Un vaisseau hanté
La découverte progressive du Nostromo, inaugurée par un travelling arrière, instaure d’emblée la présentation du vaisseau sur le mode de l’exploration. Se déplaçant de manière autonome dans ces coursives labyrinthiques au cours des plans suivants, la caméra incarne une présence fantomatique. Ces travellings annoncent ainsi la circulation furtive de l’indétectable Alien au cours du récit.

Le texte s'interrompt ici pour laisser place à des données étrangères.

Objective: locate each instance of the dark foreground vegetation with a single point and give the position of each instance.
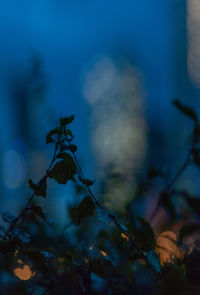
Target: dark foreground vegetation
(119, 254)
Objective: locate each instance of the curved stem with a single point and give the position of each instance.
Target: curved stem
(13, 224)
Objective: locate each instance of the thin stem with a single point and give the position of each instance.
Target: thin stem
(13, 224)
(111, 216)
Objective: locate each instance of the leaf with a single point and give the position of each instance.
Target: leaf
(186, 110)
(49, 137)
(153, 259)
(144, 235)
(165, 199)
(38, 210)
(64, 170)
(40, 189)
(66, 120)
(187, 229)
(7, 217)
(83, 210)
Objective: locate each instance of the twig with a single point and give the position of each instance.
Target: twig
(13, 224)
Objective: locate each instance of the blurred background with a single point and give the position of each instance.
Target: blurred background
(116, 66)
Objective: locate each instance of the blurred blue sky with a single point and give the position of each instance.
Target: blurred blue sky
(67, 36)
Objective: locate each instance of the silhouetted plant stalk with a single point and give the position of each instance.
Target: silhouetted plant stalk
(27, 207)
(87, 183)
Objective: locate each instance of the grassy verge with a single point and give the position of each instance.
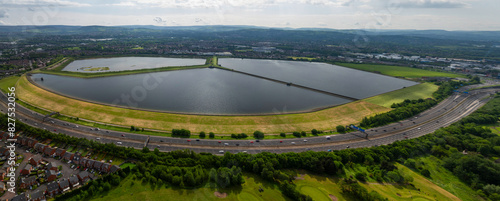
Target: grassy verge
(7, 82)
(321, 120)
(130, 189)
(423, 91)
(446, 180)
(323, 187)
(399, 71)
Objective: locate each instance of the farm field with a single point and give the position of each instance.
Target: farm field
(423, 91)
(321, 120)
(323, 188)
(130, 189)
(399, 71)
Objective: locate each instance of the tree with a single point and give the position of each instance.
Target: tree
(340, 129)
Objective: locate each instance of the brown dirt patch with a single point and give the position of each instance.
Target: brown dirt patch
(220, 195)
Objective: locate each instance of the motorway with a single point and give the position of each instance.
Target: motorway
(445, 113)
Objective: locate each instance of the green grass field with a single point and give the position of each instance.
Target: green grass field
(446, 180)
(322, 187)
(247, 192)
(423, 91)
(399, 71)
(321, 120)
(7, 82)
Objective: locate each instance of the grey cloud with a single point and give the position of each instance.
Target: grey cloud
(432, 4)
(3, 14)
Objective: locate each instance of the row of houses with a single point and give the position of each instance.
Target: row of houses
(75, 158)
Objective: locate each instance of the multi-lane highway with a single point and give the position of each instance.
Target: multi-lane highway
(445, 113)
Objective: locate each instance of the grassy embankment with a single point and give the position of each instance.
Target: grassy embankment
(399, 71)
(321, 120)
(423, 91)
(320, 188)
(130, 189)
(324, 119)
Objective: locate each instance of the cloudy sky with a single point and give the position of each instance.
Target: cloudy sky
(337, 14)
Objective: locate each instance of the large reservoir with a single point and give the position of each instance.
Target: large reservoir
(215, 91)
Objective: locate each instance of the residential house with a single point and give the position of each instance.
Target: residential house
(97, 165)
(4, 151)
(49, 151)
(32, 142)
(90, 163)
(23, 140)
(37, 195)
(83, 176)
(20, 197)
(83, 162)
(52, 166)
(68, 156)
(2, 187)
(64, 185)
(27, 182)
(105, 167)
(60, 152)
(50, 175)
(52, 189)
(2, 174)
(73, 181)
(40, 147)
(76, 159)
(35, 160)
(114, 168)
(27, 169)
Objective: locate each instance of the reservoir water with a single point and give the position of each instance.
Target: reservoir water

Un climat angoissant s’installe progressivement, suscité par la musique minimaliste qui évoque le bruit sourd des machines, mais aussi par les éléments intrigants qui ponctuent la découverte des lieux. Silencieux et désert, le vaisseau manifeste des signes indirects de présence : le son évoque les battements de cœur sous échographie, une poule-balancier oscille sur son axe, des combinaisons spatiales sont rangées au fond d’un plan, un appareil bouge de manière immotivée, les pages d’un livre et des blouses blanches sont agités par un courant d’air mystérieux, l’ordinateur s’allume brusquement … Ces éléments suggèrent une vie propre de la navette aux couloirs ponctués de diodes rouges comme autant de signaux d’alerte. Ces manifestations étranges suscitant une inquiétude diffuse l’apparentent à un vaisseau hanté.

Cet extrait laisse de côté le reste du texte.